The first six episodes of Baz Luhrmann's drama focued on 1970s New York City - broKen Down and beaten up, violent, cash strapped -- dying. Consigned to rubble, a rag-tag crew of South Bronx teenagers are nothings and NOBODIES with no one to shelter them - except each other, armed only with verbal games, improvised dance steps, some magic markers and spray cans. From Bronx tenements, to the SoHo art scene; from CBGBs to Studio 54 and even the glass towers of the just-built World Trade Center, The Get Down is a mythic saga of how New York at the brink of bankruptcy gave birth to hip-hop, punk and disco -- told through the lives and music of the South Bronx kids who changed the city, and the world...forever.

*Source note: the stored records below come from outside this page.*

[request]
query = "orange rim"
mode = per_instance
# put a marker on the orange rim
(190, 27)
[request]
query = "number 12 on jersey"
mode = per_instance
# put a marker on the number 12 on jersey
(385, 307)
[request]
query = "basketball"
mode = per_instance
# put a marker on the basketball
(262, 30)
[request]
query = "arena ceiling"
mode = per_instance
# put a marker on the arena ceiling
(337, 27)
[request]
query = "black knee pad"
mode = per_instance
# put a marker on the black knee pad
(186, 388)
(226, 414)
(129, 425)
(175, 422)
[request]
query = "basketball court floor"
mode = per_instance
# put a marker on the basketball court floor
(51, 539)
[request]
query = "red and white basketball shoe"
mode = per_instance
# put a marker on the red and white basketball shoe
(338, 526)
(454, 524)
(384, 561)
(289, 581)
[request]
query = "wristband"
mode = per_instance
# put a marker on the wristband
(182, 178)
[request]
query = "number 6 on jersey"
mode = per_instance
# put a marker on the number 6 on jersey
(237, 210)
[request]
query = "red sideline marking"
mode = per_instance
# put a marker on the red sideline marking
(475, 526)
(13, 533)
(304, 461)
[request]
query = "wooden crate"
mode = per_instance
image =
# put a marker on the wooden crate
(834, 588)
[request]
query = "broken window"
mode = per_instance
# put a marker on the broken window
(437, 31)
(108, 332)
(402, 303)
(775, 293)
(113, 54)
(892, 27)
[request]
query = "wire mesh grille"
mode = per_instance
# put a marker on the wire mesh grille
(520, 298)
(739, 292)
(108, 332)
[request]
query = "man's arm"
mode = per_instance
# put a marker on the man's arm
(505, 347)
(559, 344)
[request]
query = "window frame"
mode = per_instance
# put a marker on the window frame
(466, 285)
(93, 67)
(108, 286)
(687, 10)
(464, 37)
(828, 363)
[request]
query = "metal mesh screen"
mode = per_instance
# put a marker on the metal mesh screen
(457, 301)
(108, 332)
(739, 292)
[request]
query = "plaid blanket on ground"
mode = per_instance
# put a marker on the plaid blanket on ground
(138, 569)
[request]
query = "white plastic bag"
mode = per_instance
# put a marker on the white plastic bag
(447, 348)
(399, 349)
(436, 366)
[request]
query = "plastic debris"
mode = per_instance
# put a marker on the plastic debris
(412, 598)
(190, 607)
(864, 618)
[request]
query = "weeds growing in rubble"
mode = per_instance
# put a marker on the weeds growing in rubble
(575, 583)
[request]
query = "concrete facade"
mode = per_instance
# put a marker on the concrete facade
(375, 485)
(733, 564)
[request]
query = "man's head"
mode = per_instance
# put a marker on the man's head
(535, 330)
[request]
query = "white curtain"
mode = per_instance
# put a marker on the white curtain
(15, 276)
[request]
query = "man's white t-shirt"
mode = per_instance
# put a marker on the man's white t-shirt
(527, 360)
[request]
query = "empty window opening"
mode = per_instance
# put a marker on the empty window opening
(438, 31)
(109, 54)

Part Two of THE GET DOWN picked up in 1978, one year after the events of Part One. The sweeping upheaval of late 70s New York City finds an as-yet-unnamed new pop cultural force striking a new beat in the Bronx, while disco still reigns supreme. Our young lovers Books and Mylene are caught in the swirl of a looming cultural revolution destined to change everything about their world - but they have this moment to make their mark. Amidst the backdrop of a bankrupt New York City, ruthless gangsters and money-hungry record label bosses, they discover it's only their creativity and love that will carry them through -- and that they'll sacrifice everything for their music, and each other.